WIPO Reports 4.5% Drop in PCT Filings For 2009

WIPO reported today that, despite the economic turmoil in 2009, PCT applications experienced a mere 4.5% drop for the year - provisional data indicates that 155,900 applications were filed in 2009 as compared to the nearly 164,000 applications filed in 2008.

The U.S. continues to be a top user of PCT applications, filing just under a third of all international applications in 2009.  The top 10 filers include:

(1)  United States -- 45,790 applications
(2)  Japan -- 29,827 applications
(3)  Germany -- 16,736 applications
(4)  Republic of Korea -- 8,066 applications
(5)  China -- 7,946 applications
(6)  France -- 7,166 applications
(7)  United Kingdom -- 5,320 applications
(8)  The Netherlands -- 4,471 applications
(9)  Switzerland -- 3,688 applications
(10)  Sweden -- 3,667 applications
While these rankings have remained somewhat consistent over the years, the recent economic turmoil appears to have hit different countries in different ways.  Specifically, filings from Western industrialized countries experienced significant drops:
Israel: -17.2%
Canada: -11.7%
U.S.A.: -11.4%
Sweden: -11.3%
Australia: -7.5%
Italy: -5.8%
United Kingdom: -3.5%
Finland: -2.2%
In contrast, international patent filings in a number of East Asian countries continued to enjoy positive growth:
China: +29.7%
Japan: +3.6%
Republic of Korea: +2.1%
Declines and advances in PCT filings also varied by technology area. The greatest declines related to computer technology (12,560 applications, down 10.6% on 2008); pharmaceuticals (12,200 applications, down 8.0% on 2008) and medical technology (12,091 applications, down 5.9% on 2008). The largest growth rates were experienced in micro-structural and nano-technology (+10.2%), semiconductors (+10%) and thermal processes and apparatus (+ 7.2%).

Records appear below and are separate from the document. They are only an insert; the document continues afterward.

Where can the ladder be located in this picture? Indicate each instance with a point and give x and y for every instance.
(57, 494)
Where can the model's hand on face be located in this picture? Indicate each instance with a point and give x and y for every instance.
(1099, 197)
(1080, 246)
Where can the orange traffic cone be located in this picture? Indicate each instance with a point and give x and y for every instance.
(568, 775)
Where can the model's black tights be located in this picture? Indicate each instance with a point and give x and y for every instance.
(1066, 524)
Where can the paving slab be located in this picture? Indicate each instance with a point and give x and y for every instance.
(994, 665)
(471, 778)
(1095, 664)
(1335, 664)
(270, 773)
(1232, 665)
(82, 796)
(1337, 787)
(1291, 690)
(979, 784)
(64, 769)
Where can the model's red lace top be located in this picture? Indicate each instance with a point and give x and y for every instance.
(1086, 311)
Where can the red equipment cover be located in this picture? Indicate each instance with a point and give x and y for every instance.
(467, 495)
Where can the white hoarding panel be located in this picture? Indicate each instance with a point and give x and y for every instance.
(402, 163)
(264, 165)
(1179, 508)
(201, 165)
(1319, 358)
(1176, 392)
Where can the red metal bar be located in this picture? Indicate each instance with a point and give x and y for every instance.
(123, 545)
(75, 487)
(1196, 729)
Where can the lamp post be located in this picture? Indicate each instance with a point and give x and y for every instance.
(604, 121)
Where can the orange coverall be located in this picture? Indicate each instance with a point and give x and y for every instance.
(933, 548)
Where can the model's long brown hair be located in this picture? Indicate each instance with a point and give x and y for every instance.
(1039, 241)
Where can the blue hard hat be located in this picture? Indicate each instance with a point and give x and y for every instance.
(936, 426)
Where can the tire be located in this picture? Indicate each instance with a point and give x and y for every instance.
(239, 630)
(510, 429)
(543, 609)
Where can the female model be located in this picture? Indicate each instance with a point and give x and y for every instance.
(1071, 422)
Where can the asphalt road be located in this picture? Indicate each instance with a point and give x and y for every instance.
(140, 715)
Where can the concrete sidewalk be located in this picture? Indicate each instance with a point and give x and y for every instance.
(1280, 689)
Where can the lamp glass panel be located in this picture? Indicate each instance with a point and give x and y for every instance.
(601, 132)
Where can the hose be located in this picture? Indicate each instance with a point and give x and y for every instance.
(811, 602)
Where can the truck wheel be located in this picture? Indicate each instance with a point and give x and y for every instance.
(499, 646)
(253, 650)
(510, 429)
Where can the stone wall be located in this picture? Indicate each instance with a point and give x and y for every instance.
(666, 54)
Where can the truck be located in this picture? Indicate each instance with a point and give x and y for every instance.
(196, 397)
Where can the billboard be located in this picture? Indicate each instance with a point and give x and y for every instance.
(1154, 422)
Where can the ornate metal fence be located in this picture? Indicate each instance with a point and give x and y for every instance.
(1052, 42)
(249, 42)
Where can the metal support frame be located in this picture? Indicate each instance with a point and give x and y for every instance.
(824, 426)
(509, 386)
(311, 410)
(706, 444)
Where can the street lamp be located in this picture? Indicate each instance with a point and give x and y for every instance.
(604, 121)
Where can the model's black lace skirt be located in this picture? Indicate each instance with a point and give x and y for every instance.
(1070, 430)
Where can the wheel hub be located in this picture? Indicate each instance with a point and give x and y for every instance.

-- Read WIPO's press release and report, "International Patent Filings Dip in 2009 amid Global Economic Downturn" (link)

1 Comentário:

Gena777 said...

I wonder whether, now that the economic crisis is easing (in the US, at least), patent applications will start to sharply rise again -- or if perhaps companies and innovators will continue their recent trend of opting for quality rather than quantity, and keep filing fewer patent applications.